Außerdem dient das Material dazu, Bakterien und Pilze, die in den Stock eingeschleppt werden könnten oder vorhanden sind, in ihrer Entwicklung zu hemmen oder sogar abzutöten. Hierzu werden Oberflächen, beispielsweise auch das Innere der Wabenzellen für die Brut, mit einem hauchdünnen Propolisfilm überzogen.

Gewinnung
Der Imker kann an verschiedenen Stellen des Bienenkastens, wo von den Bienen Ritzen o.ä. verkittet wurden, das Propolis abkratzen. Gezielter kann Propolis durch das Auflegen eines speziellen feinmaschigen Kunststoffgitters gewonnen werden. Die Bienen verkitten diese störenden Zwischenräume. Das Gitter wird danach entnommen und in den Gefrierschrank gelegt. Bei diesen tiefen Temperaturen ist Propolis dann sehr spröde und springt beim leichten Biegen des Kunstoffgitters von diesem ab.

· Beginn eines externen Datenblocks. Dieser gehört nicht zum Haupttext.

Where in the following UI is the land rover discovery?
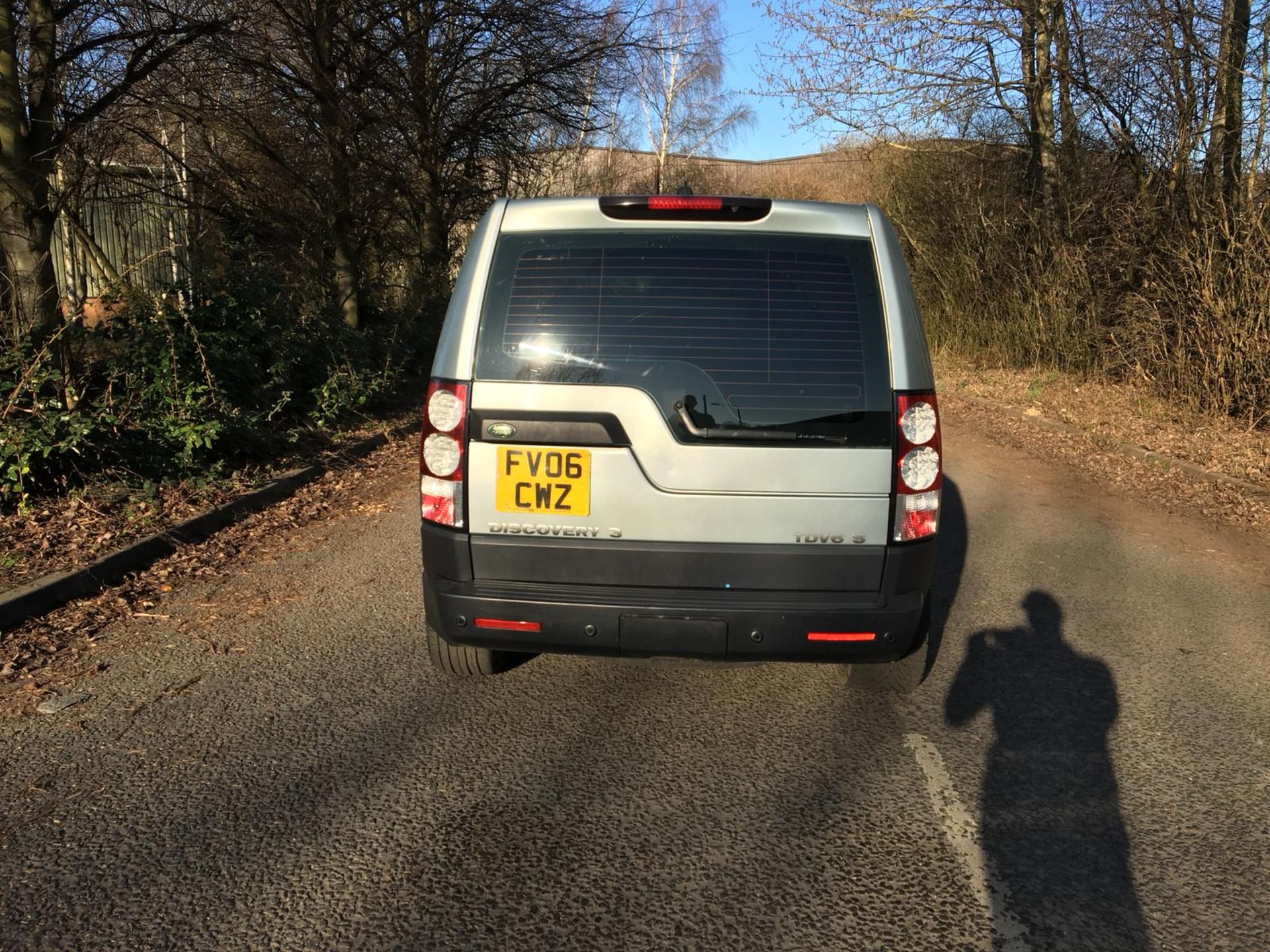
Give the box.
[421,196,943,686]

Eine weitere Verarbeitung des so gewonnenen Rohstoffs kann dann durch das Auflösen in hochprozentigem Alkohol und anschließendes Herausfiltern von Verunreinigungen erfolgen. Allerdings unterliegen solche weiterverarbeiteten Propolislösungen bereits dem Arzneimittelrecht. Der Imker darf Propolis nicht mit Heilversprechung verkaufen. Im Gegensatz dazu unterliegen Honig und Pollen dem Lebensmittelrecht.